How to use cross validation sklearn in python

MlopsHow-ToBeginner · 3 min read

How to Use Cross Validation in sklearn with Python

Use cross_val_score from sklearn.model_selection to perform cross validation in Python. It splits your data into folds, trains the model on some folds, and tests on others, returning scores for each split.

📐

Syntax

The main function for cross validation in sklearn is cross_val_score. It takes a model, data, target labels, and the number of folds to split the data into.
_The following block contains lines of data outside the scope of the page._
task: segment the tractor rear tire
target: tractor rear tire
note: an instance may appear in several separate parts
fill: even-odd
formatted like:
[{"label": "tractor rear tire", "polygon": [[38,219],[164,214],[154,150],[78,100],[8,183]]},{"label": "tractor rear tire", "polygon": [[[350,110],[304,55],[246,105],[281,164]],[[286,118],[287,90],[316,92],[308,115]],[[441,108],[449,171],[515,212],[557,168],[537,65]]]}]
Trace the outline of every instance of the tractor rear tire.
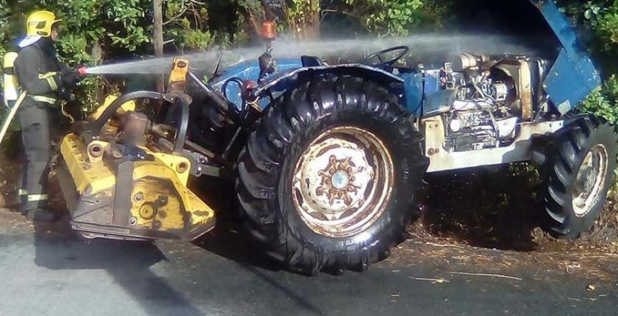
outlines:
[{"label": "tractor rear tire", "polygon": [[547,151],[542,228],[573,240],[588,231],[605,204],[616,169],[614,127],[593,115],[577,117]]},{"label": "tractor rear tire", "polygon": [[428,165],[397,97],[328,75],[279,99],[241,153],[241,213],[267,253],[306,275],[366,269],[404,238]]}]

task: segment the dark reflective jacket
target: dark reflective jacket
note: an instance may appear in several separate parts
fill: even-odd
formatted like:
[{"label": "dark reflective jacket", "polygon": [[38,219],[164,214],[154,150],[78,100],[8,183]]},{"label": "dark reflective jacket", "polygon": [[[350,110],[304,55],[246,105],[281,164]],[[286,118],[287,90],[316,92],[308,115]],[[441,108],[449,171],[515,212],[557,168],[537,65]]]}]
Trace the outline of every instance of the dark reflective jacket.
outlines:
[{"label": "dark reflective jacket", "polygon": [[15,60],[21,89],[28,92],[31,99],[50,104],[55,103],[58,91],[62,89],[60,76],[66,69],[58,60],[52,40],[47,38],[22,48]]}]

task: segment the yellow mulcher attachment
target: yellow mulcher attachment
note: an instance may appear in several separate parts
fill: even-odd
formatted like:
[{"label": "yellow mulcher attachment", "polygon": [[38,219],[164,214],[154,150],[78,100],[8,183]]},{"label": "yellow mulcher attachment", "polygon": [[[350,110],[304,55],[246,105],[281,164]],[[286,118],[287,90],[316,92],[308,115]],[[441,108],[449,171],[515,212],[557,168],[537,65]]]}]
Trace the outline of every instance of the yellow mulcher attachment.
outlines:
[{"label": "yellow mulcher attachment", "polygon": [[[58,177],[71,227],[84,237],[193,240],[214,227],[214,212],[187,188],[207,159],[183,148],[191,102],[183,93],[187,68],[187,60],[174,60],[166,93],[108,98],[62,139]],[[135,111],[134,100],[144,99],[178,110],[179,126]]]}]

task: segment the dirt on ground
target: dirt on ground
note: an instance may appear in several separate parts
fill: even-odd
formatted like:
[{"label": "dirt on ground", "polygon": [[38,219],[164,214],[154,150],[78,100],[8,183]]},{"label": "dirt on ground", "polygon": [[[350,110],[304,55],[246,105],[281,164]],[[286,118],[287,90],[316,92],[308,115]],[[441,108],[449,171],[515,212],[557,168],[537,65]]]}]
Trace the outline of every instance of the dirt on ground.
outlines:
[{"label": "dirt on ground", "polygon": [[[0,152],[0,211],[4,212],[14,210],[15,185],[21,170],[17,163],[21,161],[19,139],[8,142],[15,146],[5,146],[10,149]],[[50,181],[52,206],[67,218],[53,170]],[[615,190],[610,192],[605,210],[593,229],[579,240],[565,241],[555,240],[539,228],[542,201],[538,192],[538,177],[528,165],[428,174],[426,181],[425,190],[420,192],[424,199],[418,205],[418,220],[409,229],[409,240],[393,249],[386,264],[395,260],[400,264],[429,260],[436,267],[442,267],[442,271],[466,270],[481,275],[499,273],[508,267],[531,267],[536,271],[534,278],[547,280],[556,273],[604,280],[618,275],[618,210],[615,207],[618,192]],[[233,196],[221,199],[220,195],[226,192],[229,195],[231,189],[220,188],[216,191],[205,197],[211,201],[208,195],[216,196],[216,201],[211,201],[216,210],[234,207],[231,202]],[[242,229],[229,223],[233,222],[233,216],[224,212],[218,217],[220,227],[196,244],[208,244],[210,246],[205,247],[223,256],[238,256],[229,251],[248,245],[241,240],[244,237],[239,231]],[[2,218],[5,222],[1,225],[5,227],[32,226],[21,216]],[[62,227],[64,230],[68,225]],[[470,271],[470,267],[476,271]],[[436,282],[440,282],[441,278],[444,276],[437,277]]]}]

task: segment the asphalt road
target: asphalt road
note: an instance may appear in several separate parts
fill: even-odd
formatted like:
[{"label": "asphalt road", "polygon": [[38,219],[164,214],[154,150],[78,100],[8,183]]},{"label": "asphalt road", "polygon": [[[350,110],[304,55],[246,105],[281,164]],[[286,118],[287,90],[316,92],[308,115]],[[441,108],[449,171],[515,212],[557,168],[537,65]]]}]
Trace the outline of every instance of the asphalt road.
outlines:
[{"label": "asphalt road", "polygon": [[483,267],[407,242],[367,272],[308,278],[252,248],[225,227],[197,244],[85,242],[62,223],[34,227],[0,210],[0,315],[617,315],[613,271],[503,264],[503,276],[457,274]]}]

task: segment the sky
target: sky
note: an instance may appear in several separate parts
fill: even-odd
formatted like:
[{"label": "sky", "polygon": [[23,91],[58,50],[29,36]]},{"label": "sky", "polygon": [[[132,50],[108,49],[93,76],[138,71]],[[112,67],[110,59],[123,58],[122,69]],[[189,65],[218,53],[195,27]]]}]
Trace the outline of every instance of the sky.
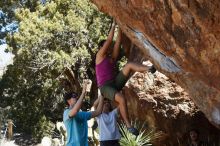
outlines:
[{"label": "sky", "polygon": [[12,63],[13,55],[5,53],[6,44],[0,45],[0,70]]}]

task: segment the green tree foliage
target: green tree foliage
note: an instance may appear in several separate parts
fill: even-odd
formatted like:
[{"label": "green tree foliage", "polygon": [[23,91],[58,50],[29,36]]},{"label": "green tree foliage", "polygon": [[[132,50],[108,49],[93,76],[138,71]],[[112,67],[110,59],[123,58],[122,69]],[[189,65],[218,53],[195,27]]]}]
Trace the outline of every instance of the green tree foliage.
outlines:
[{"label": "green tree foliage", "polygon": [[95,48],[111,20],[88,0],[33,4],[15,11],[19,30],[7,36],[15,57],[0,81],[0,106],[11,107],[8,116],[20,130],[36,133],[40,123],[62,119],[58,79],[65,68],[75,71],[80,81],[94,78]]}]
estimator: The machine learning model you want to evaluate.
X: Your input features (data).
y: The target labels (what you want to predict).
cv: Number of folds (default is 5).
scoring: Metric to evaluate (e.g., 'accuracy').

python

from sklearn.model_selection import cross_val_score

scores = cross_val_score(estimator, X, y, cv=5, scoring='accuracy')

💻

Example

This example shows how to use cross validation with a logistic regression model on the iris dataset. It prints accuracy scores for each fold and the average accuracy.

python

from sklearn.datasets import load_iris
from sklearn.linear_model import LogisticRegression
from sklearn.model_selection import cross_val_score

# Load data
iris = load_iris()
X, y = iris.data, iris.target

# Create model
model = LogisticRegression(max_iter=200, random_state=42)

# Perform 5-fold cross validation
scores = cross_val_score(model, X, y, cv=5, scoring='accuracy')

# Print scores
print('Accuracy scores for each fold:', scores)
print('Average accuracy:', scores.mean())

Output

Accuracy scores for each fold: [1. 0.96666667 0.9 0.96666667 1. ] Average accuracy: 0.9666666666666668

⚠️

Common Pitfalls

Common mistakes when using cross validation include:

Not setting random_state in models that use randomness, leading to different results each run.
Using cross validation on data that is not shuffled or stratified, which can cause biased splits.
Mixing training and test data before splitting, causing data leakage.
Not choosing the right scoring metric for your problem.

Always use stratified splits for classification to keep class balance.

python

from sklearn.model_selection import cross_val_score
from sklearn.linear_model import LogisticRegression
from sklearn.datasets import load_iris

iris = load_iris()
X, y = iris.data, iris.target

# Wrong: no stratification, might cause imbalance
scores_wrong = cross_val_score(LogisticRegression(max_iter=200, random_state=42), X, y, cv=5)

# Right: use StratifiedKFold for classification
from sklearn.model_selection import StratifiedKFold
skf = StratifiedKFold(n_splits=5, shuffle=True, random_state=42)
scores_right = cross_val_score(LogisticRegression(max_iter=200, random_state=42), X, y, cv=skf)

print('Scores without stratification:', scores_wrong)
print('Scores with stratification:', scores_right)

Output

Scores without stratification: [1. 0.96666667 0.9 0.96666667 1. ] Scores with stratification: [1. 0.96666667 0.9 0.96666667 1. ]

📊

Quick Reference

Parameter	Description	Example
estimator	Model to evaluate	LogisticRegression()
X	Input features	iris.data
y	Target labels	iris.target
cv	Number of folds or splitter	5 or StratifiedKFold()
scoring	Metric to evaluate	'accuracy', 'roc_auc'

✅

Key Takeaways

Use cross_val_score from sklearn.model_selection to easily perform cross validation.

Set cv to control how many folds your data is split into, commonly 5 or 10.

Use stratified splits for classification to keep class proportions balanced.

Choose the right scoring metric to match your problem goals.

Avoid data leakage by not mixing training and test data before splitting.